A top official of the Democratic National Committee on Sunday quit her post to join Vermont Sen. Bernie Sanders' presidential nomination effort.

Rep. Tulsi Gabbard, D-Hawaii, vice chairwoman of the DNC, announced on NBC’s “Meet the Press” she was joining Sanders’ campaign because the country needs a commander in chief “who has foresight, who exercises good judgment, who looks beyond the consequences, looks at the consequences of the actions they’re looking to take, before they take those actions.”

Sanders welcomed Gabbard’s support in a tweet.

Gabbard’s announcement makes her the fourth member of Congress to back Sanders over former Secretary of State Hillary Clinton.

The move came a day after Clinton trounced Sanders in the South Carolina primary. On ABC’s “This Week” and NBC’s “Meet the Press,” Sanders admitted, “We got decimated,” in the balloting. He predicted, however, he will do better than expected in the Super Tuesday primaries, including in Vermont, Massachusetts, Minnesota, Colorado and Oklahoma. Clinton, however, won endorsements Sunday from two Vermont newspapers.

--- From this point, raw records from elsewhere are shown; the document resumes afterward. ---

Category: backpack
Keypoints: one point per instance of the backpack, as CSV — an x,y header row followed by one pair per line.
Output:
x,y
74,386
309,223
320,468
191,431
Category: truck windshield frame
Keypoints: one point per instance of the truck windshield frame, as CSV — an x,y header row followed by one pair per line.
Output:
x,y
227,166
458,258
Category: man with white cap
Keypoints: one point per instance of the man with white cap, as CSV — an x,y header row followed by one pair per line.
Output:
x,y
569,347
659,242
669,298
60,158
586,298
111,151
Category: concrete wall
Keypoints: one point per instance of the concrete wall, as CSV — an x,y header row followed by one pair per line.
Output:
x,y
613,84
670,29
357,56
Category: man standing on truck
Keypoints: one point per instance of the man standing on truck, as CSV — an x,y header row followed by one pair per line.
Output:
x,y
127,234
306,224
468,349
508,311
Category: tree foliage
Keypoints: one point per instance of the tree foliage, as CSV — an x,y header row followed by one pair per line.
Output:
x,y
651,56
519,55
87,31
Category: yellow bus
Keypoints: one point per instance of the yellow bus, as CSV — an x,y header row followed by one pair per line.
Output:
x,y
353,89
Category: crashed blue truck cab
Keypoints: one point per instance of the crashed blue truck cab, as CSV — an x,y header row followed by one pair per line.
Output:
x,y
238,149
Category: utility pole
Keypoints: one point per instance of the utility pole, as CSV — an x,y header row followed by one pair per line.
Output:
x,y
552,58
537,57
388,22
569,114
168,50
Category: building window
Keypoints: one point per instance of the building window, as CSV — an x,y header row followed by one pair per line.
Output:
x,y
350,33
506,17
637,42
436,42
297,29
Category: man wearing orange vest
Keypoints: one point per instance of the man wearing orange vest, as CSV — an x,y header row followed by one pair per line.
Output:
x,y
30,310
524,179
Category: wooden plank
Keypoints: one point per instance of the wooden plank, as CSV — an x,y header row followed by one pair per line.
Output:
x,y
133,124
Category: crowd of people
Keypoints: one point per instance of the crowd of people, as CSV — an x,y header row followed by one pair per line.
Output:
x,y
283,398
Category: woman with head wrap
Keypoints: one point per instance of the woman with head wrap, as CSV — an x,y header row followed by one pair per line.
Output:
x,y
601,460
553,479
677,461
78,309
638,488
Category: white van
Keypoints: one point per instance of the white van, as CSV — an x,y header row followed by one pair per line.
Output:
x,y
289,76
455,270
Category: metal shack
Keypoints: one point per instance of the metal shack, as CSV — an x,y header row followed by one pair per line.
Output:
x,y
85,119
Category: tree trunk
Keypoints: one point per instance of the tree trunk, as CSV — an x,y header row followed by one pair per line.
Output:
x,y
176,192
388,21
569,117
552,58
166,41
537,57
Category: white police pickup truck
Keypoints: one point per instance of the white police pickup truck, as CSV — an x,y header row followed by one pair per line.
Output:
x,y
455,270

He said the one bright spot in Saturday’s primary was among voters younger than 30.

sanders U.S. Democratic presidential candidate Senator Bernie Sanders pauses while speaking at a campaign rally in Rochester, Minnesota, Feb. 27, 2016, the day of the South Carolina primary. Photo: Brian Snyder/Reuters

Sanders goes into Super Tuesday trailing Clinton badly in the delegate count. An Associated Press count gives Clinton 544 delegates, including more than 400 of the 712 superdelegates, to Sanders’ 85. A candidate needs 2,382 delegates to win the nomination. In Tuesday’s primaries and caucuses, Sanders is targeting 288 delegates while Clinton is targeting 571, likely widening her lead.

Polls released by NBC/Wall Street Journal and CBS gave Clinton the edge going into Tuesday’s contests. The CBS poll indicated Clinton has a 20-point lead in Georgia, Texas and Virginia. The NBC/WSJ poll gives her a 2-to-1 edge in Georgia, Tennessee and Texas.